How to protect AI from cyberattacks – start with the data

We’re excited to bring Transform 2022 back to life on July 19th and virtually July 20-28. Join AI and data leaders for sensible conversations and exciting networking opportunities. Register today!


Artificial intelligence is definitely a game-changer when it comes to security. Not only does it greatly expand the ability to manage and monitor systems and data, it also adds a level of mobility to both security and recovery which significantly increases the difficulty in mounting a successful attack, and reduces rewards.

But AI is still a digital technology, which means it can be compromised, especially when faced with an intelligent attack. As the world becomes increasingly dependent on the intelligence and autonomy of the system for everything from occupational processes to healthcare to transportation, the consequences of security breaches are likely to increase.

>> Special Report: Intelligent Security <

For this reason, the enterprise should keep a close eye on their AI deployments so far as well as their ongoing strategies, to see where the vulnerabilities reside and what can be done to overcome them.

According to Robotics Biz, the most common type of attack on AI systems so far is the infiltration of high-volume algorithms to modify their projected output. In most cases, this involves inserting false or malicious inputs (aka data) into the system so that the view of reality is not completely wrong.

Any AI that is connected to the Internet can be compromised in this way, often periodically so that its effects slow down and the damage lasts longer. The best counter is to streamline both the AI ​​algorithm and the process in which data is used, as well as maintain strict control over data conditioning to detect defective or corrupted data before it enters the chain.

Reaching AI through its data sources

The need for large amounts of data is actually one of the biggest weaknesses of AI as it creates a situation in which security can be breached without attacking AI. A series of recent papers by CSET, Center for Security and Emerging Technology, highlights the growing number of ways in which AI can be compromised by white hat hackers targeting its data sources.

This can be used to mislead autonomous cars into incoming traffic or to speed up to dangerous levels, which means that they can suddenly derail business processes. Unlike traditional cyber attacks, however, the purpose is not usually to destroy the AI ​​or down the system but to take control of the attacker to benefit him, such as diverting data or funds or simply causing trouble.

Dan Boneh, a professor of cryptography at Stanford University, says image-based training data is the most sensitive. Typically, the hacker will use the Fast Gradient Sign Method (FGSM), which makes pixel-level changes to the training image that cannot be detected by the human eye, which is confusing in training models. These “conflicting examples” are hard to find, but can alter the results of algorithms in a variety of ways, even if the attacker only has access to inputs, training data, and output. And as AI algorithms become increasingly dependent on open source tools, hackers will have even more access to the algorithms.

How to protect your AI

What can an enterprise do to protect itself? According to Great Learning Figure Galav and SEO Consultant Saket Gupta, the three main steps to be taken now are:

  • Maintain as strict a security protocol as possible throughout the data environment.
  • Ensure that all records of all operations performed by AI are logged and placed in the audit trail.
  • Implement strong access control and authentication.
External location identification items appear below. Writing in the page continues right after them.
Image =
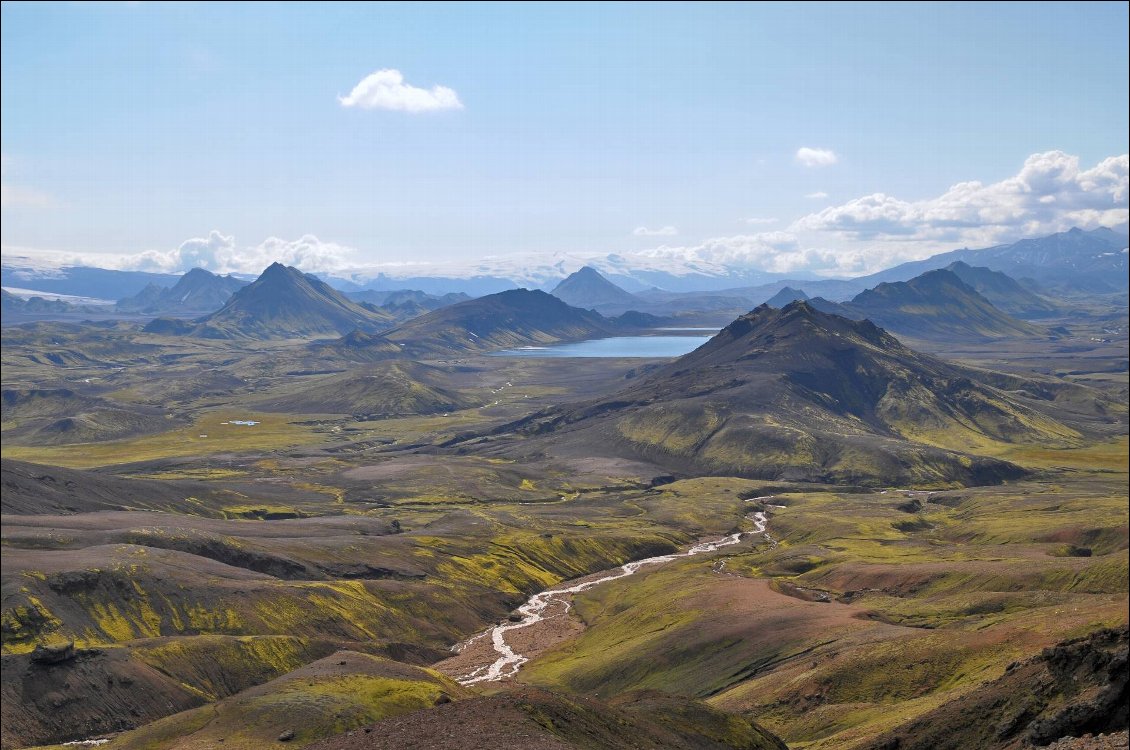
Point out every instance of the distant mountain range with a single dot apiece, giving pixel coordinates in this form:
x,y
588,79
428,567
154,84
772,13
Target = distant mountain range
x,y
196,291
936,305
1077,261
800,394
589,289
281,303
516,317
1004,291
In addition, organizations should pursue long-term strategic goals, such as developing a data protection policy specifically for AI training, educating employees about AI risks and how to detect defective outcomes, and maintaining an ongoing risk assessment system that is both dynamic. And looking forward.

No digital system can be 100% secure, no matter how intelligent it may be. The risks involved in compromised AI are more subtle but no less consequential than traditional platforms, so the enterprise now needs to update its security policies to reflect this new reality, rather than wait until it is damaged.
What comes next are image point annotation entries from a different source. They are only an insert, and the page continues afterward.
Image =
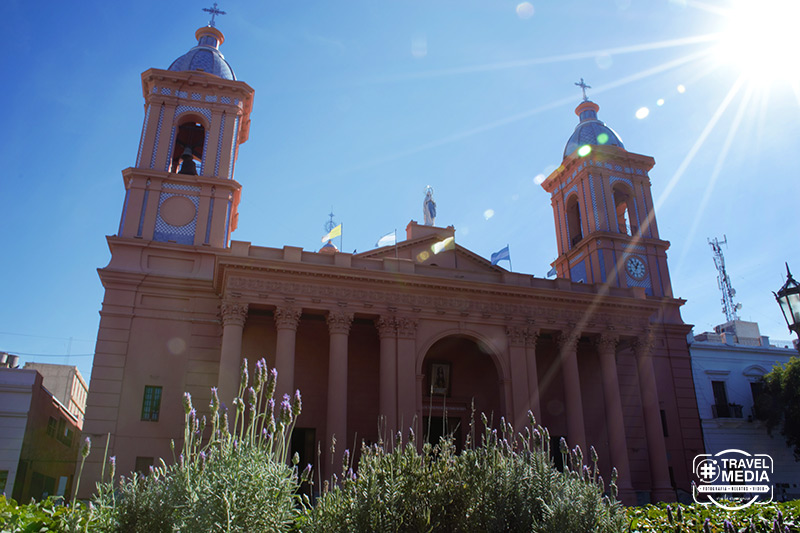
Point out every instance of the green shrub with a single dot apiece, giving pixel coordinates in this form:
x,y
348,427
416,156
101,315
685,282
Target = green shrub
x,y
506,483
770,518
237,479
46,515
And just like legacy technology, protecting AI is a two-pronged effort: to reduce the means and opportunities of attack, and to minimize damage as quickly as possible and restore credibility when inevitable.

Venturebeat’s mission Digital Town Square is set to become a place for technical decision makers to gain knowledge about the changing enterprise technology and practices. Learn more about membership.

Similar Posts

Leave a Reply

Your email address will not be published.